The damage from Sandy is extensive, but for those returning to their homes, there may be a harder-to-see problem that could pose a potential health risk.
With all the flooding and standing waters caused by the storm, mold may become a problem for many. Mold can cause a stuffy nose, irritated eyes, wheezing, or skin irritation. People allergic to mold may notice they are having a hard time breathing or shortness of breath. Those with asthma, allergies, other breathing conditions or a suppressed immune system, may be more sensitive to mold.

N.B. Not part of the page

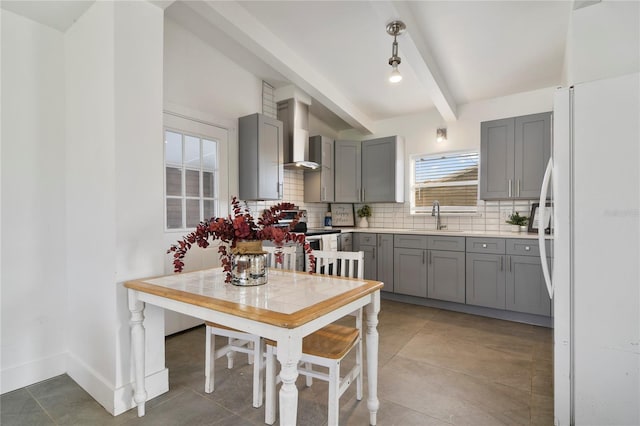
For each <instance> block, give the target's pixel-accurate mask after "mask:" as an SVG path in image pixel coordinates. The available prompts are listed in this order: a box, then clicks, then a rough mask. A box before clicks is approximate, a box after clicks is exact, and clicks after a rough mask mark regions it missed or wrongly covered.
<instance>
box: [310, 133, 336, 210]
mask: <svg viewBox="0 0 640 426" xmlns="http://www.w3.org/2000/svg"><path fill="white" fill-rule="evenodd" d="M333 149H334V141H333V139H329V138H327V137H325V136H312V137H310V138H309V160H311V161H315V162H316V163H318V164H320V167H319V168H318V169H317V170H308V171H305V172H304V201H305V203H332V202H333V201H334V183H333V182H334V167H333V161H334V160H333Z"/></svg>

More moisture brings a higher chance that mold can grow. People can tell if mold has infringed on their living space by looking to see if the walls and ceiling are discolored or show signs of mold growth or water damage. Smelling a bad odor such as a musty earthy smell or foul stench may also be a clue there is a mold problem.
The Environmental Protection Agency suggests reducing indoor humidity to 30 to 60 percent to stop further mold growth by using air conditioners and dehumidifiers which could get rid of the moisture. Fans can also help remove moisture once the water has been removed from the area. Clean and dry any damp or wet materials and furnishings within 24 to 48 hours of water exposure to prevent mold growth. Keep windows and doors open to have fresh air circulate, the EPA recommends, and if you are using towels to mop up water, put them in a hot clothes dryer or hang them outside to dry so you don't get sick.

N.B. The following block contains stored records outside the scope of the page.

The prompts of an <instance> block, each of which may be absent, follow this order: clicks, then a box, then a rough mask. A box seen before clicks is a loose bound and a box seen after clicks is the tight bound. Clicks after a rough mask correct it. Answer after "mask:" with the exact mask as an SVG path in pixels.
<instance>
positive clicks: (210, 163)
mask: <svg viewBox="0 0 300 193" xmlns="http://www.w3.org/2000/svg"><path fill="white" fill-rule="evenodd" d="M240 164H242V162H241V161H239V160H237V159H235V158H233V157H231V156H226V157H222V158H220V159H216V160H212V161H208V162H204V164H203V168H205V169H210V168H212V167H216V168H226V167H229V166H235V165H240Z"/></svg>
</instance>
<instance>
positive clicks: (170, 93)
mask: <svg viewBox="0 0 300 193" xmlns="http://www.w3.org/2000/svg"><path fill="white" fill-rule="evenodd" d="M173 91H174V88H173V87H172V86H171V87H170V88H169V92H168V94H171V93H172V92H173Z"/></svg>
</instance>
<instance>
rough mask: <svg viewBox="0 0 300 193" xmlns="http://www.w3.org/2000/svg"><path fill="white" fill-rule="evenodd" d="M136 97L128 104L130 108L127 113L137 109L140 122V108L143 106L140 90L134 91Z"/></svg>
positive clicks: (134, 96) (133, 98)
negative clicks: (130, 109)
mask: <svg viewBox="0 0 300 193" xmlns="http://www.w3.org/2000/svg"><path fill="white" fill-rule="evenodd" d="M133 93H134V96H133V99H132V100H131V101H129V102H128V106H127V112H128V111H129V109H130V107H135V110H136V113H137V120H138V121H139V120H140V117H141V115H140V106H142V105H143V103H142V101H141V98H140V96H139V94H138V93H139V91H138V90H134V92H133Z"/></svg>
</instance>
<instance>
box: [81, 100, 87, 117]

In areas where there might be a continual moisture problems, such as cracks that have been temporarily fixed, try not to lay down carpeting or rugs. Make sure to get those areas fixed as soon as possible, the CDC recommends.
To keep hard surfaces clean, use water and detergent and make sure to dry everything completely. You can also remove mold growth from hard surfaces using a solution of no more than one cup of bleach in one gallon of water, but make sure there is no ammonia in your solution, the CDC advised. Scrub with a hard brush or rough surface sponge.
Porous materials, like ceiling tiles, should be thrown away following water damage from a storm. Not only does this include carpet and carpet padding - especially if it has been soaking for two days or more -- but upholstered furniture, mattresses, wood, food and leather may be at risk. The bad news is that most North American homes have walls made out of sheet rock, a porous material also known as drywall, which will probably need to be discarded and replaced by a professional if the area is greater than three feet by three feet, the Connecticut Department of Public Health said. Bed sheets can be washed in a washing machine and dried in a hot clothes dryer. If you want to file claims on expensive items damaged by the storm, store them outside to avoid health risks.
But most importantly, make sure your building is safe before returning after the stom. Call an electrician to make sure that there are no power cords, wiring, outlets or switches that can electrocute you before entering, the Connecticut Department of Public Health reminded. Look out for natural gas smells or leaking fuel.